Vous sentez-vous isolé par les exigences de votre métier? Vous avez dit auparavant que vous vous ennuyiez...

Oui... vous savez, je ne suis plus tout jeune! Voyager, partir en voiture, vivre, courir les aventures de toutes sortes, étant donné mon âge, je suis obligé à un léger reflux... Je ne me sens pas isolé. J'ai le soutien de mon entourage, je vois de temps en temps Bernard-Henri Lévy, Yves Berger, François Nourissier... mais il est vrai que c'est beaucoup plus rare.

A défaut de voir des gens, avez-vous des relations épistolaires?

Non. Le téléphone a tout détruit. Et puis je n'aime pas écrire pour écrire... On ne trouvera pas de correspondance de moi ! (rires).

Quels conseils donneriez-vous à un jeune écrivain débutant?

Vous savez, j'ai été amené au journalisme et à la littérature par des circonstances très particulières, très noires : la guerre à l'horizon, Hitler, Mussolini. Maintenant, on a du mal à imaginer tout cela. Et puis il y avait l'air du temps, des gens comme Lazareff, Jean-Claude Fasquelle... Ce sont les raisons pour lesquelles je pense qu'il n'y a pas de conseils absolus...

N'y a-t-il pas un message que vous voudriez lui transmettre?

Il faut voir ce qu'il peut faire, son talent, son caractère... (silence). Le plus difficile pour un écrivain, c'est de se juger à sa propre valeur...

Lequel de vos romans voudriez-vous qu'il lise en premier?

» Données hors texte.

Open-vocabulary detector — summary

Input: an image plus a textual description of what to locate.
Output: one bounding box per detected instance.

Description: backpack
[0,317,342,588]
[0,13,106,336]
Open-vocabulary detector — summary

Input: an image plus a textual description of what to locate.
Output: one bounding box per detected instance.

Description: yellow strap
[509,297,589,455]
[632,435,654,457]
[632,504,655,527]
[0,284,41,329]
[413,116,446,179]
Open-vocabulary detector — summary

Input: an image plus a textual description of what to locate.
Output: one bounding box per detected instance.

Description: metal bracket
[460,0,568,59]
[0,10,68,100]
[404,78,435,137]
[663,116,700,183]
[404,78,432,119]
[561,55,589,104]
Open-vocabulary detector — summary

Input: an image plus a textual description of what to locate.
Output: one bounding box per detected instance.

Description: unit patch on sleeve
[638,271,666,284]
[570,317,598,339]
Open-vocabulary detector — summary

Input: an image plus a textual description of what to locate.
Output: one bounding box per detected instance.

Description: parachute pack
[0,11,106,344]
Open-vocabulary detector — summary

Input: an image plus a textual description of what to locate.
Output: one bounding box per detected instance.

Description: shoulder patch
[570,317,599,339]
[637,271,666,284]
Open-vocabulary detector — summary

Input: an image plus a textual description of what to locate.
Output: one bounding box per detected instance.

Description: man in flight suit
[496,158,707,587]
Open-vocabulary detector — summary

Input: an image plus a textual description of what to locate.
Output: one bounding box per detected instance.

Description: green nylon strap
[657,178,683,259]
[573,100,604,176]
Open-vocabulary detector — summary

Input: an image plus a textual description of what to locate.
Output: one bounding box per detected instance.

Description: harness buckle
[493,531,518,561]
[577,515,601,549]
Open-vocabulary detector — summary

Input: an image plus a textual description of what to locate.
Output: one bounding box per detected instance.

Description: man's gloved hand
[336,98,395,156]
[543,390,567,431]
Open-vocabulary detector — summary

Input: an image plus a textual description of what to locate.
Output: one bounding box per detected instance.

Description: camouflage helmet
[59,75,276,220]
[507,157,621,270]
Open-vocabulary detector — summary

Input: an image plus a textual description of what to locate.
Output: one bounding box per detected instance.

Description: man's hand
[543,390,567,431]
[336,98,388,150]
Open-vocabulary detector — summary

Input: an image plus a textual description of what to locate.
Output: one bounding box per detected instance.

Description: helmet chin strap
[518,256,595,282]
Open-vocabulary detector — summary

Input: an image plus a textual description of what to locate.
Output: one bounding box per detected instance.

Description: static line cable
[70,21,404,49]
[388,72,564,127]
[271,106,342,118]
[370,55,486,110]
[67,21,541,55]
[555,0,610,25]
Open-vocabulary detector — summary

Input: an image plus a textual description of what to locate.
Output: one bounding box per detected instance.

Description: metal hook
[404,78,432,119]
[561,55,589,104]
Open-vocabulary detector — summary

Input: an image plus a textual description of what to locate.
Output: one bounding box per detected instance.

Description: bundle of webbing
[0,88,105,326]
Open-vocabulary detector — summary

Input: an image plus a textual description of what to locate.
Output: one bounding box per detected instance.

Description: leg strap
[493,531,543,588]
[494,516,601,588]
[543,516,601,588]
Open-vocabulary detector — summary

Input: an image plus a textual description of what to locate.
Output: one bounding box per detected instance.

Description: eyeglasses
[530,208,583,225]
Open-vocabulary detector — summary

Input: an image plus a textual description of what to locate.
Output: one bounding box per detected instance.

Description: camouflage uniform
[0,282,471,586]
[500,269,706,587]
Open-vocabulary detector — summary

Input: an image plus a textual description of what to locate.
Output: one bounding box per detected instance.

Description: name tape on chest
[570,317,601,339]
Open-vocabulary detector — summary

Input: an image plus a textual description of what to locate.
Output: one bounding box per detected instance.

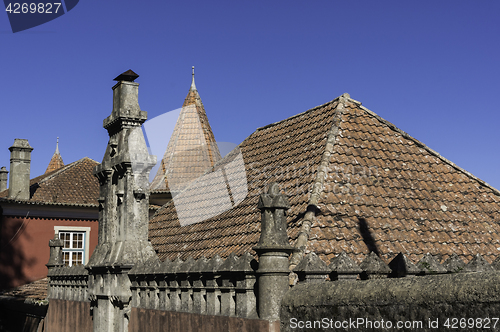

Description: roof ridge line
[348,98,500,196]
[289,93,349,269]
[256,95,343,132]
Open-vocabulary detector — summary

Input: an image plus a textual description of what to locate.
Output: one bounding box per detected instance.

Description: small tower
[45,137,64,174]
[86,70,158,332]
[0,166,9,192]
[9,138,33,200]
[151,66,221,196]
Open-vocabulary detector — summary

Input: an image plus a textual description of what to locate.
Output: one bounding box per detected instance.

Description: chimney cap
[114,69,139,82]
[9,138,33,152]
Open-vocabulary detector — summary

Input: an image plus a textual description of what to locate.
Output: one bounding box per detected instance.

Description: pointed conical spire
[151,67,221,195]
[45,137,64,174]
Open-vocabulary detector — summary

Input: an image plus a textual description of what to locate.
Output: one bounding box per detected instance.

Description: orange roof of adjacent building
[0,157,99,206]
[151,67,221,195]
[45,137,64,174]
[149,94,500,263]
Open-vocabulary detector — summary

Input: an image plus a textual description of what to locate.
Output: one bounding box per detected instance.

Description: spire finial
[191,66,196,90]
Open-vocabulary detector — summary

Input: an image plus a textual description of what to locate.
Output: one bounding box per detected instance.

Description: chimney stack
[9,138,33,200]
[0,166,9,192]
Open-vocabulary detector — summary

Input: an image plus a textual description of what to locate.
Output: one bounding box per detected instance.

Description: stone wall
[280,253,500,331]
[281,272,500,332]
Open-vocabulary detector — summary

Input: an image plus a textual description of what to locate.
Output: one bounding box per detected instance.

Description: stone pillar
[253,182,294,321]
[45,234,64,271]
[9,138,33,200]
[0,166,9,192]
[45,233,64,298]
[86,70,158,332]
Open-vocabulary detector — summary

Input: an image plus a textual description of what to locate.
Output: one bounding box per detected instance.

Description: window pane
[59,231,85,266]
[73,252,83,265]
[63,252,70,266]
[73,233,83,249]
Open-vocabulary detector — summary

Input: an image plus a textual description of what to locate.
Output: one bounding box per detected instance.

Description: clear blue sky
[0,0,500,188]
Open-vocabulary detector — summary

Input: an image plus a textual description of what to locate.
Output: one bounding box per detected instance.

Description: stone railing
[129,253,257,318]
[293,252,500,283]
[47,265,89,301]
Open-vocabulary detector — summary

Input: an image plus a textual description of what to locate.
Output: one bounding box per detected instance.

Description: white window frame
[54,226,90,265]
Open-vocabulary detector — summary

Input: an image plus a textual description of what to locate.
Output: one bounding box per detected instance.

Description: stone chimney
[0,166,9,192]
[9,138,33,200]
[85,70,158,332]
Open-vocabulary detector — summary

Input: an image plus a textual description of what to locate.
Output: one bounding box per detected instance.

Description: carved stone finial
[191,66,196,91]
[257,182,290,247]
[253,182,294,321]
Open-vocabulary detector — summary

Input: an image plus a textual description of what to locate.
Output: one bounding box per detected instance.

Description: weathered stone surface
[253,182,294,321]
[9,138,33,200]
[0,166,9,192]
[293,252,331,282]
[328,251,363,280]
[45,234,64,271]
[86,75,158,332]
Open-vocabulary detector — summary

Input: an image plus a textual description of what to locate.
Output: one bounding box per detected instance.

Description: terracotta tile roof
[150,95,500,263]
[0,157,99,206]
[151,76,221,194]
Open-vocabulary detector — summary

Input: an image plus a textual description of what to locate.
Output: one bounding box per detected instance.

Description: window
[54,226,90,266]
[59,232,85,266]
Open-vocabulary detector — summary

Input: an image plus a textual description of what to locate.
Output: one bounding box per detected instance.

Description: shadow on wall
[358,217,380,257]
[0,211,37,290]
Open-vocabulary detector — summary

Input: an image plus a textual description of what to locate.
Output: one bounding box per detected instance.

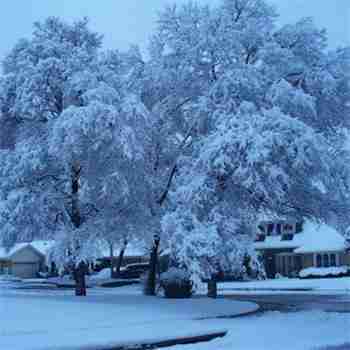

La Duchesse. C'est celui où il y a le plus d'invention, que j'ai situé en Indochine, un siècle en arrière. Ce récit tourne autour de la duchesse, qui est une femme indigène. Il y a la nature, la jungle, les Chinois, bref, tout le monde! (rires). Et puis mes livres historiques, comme L'enlisement et L'aventure. Ce sont des livres qui sont pleins d'atmosphère, ce sont des reportages que j'ai vécus, que j'ai retranscrits avec mon imagination et qui ont marqué ma vie...

Avez-vous des regrets?

Non. J'ai eu des coups de chance : en 1940, alors que j'étais sur le front, sur la Meuse, je n'ai pas été fait prisonnier par les Allemands, je n'ai pas été tué. J'ai survécu à la guerre d'Indochine. Ma vie a eu ses pépins, ses ennuis, ses drames. C'est tout. Ce qui est ennuyeux, c'est que j'arrive vers la fin, et que, pour ça, il n'y a rien à faire... Mais je ne changerais rien. Les livres que j'ai faits sont là, je n'y retoucherai pas. Vous savez, l'idée de gloire, de notoriété, tant que l'on vit, c'est très bien. Mais la gloire outre-tombe, cela ne m'intéresse pas, c'est inutile.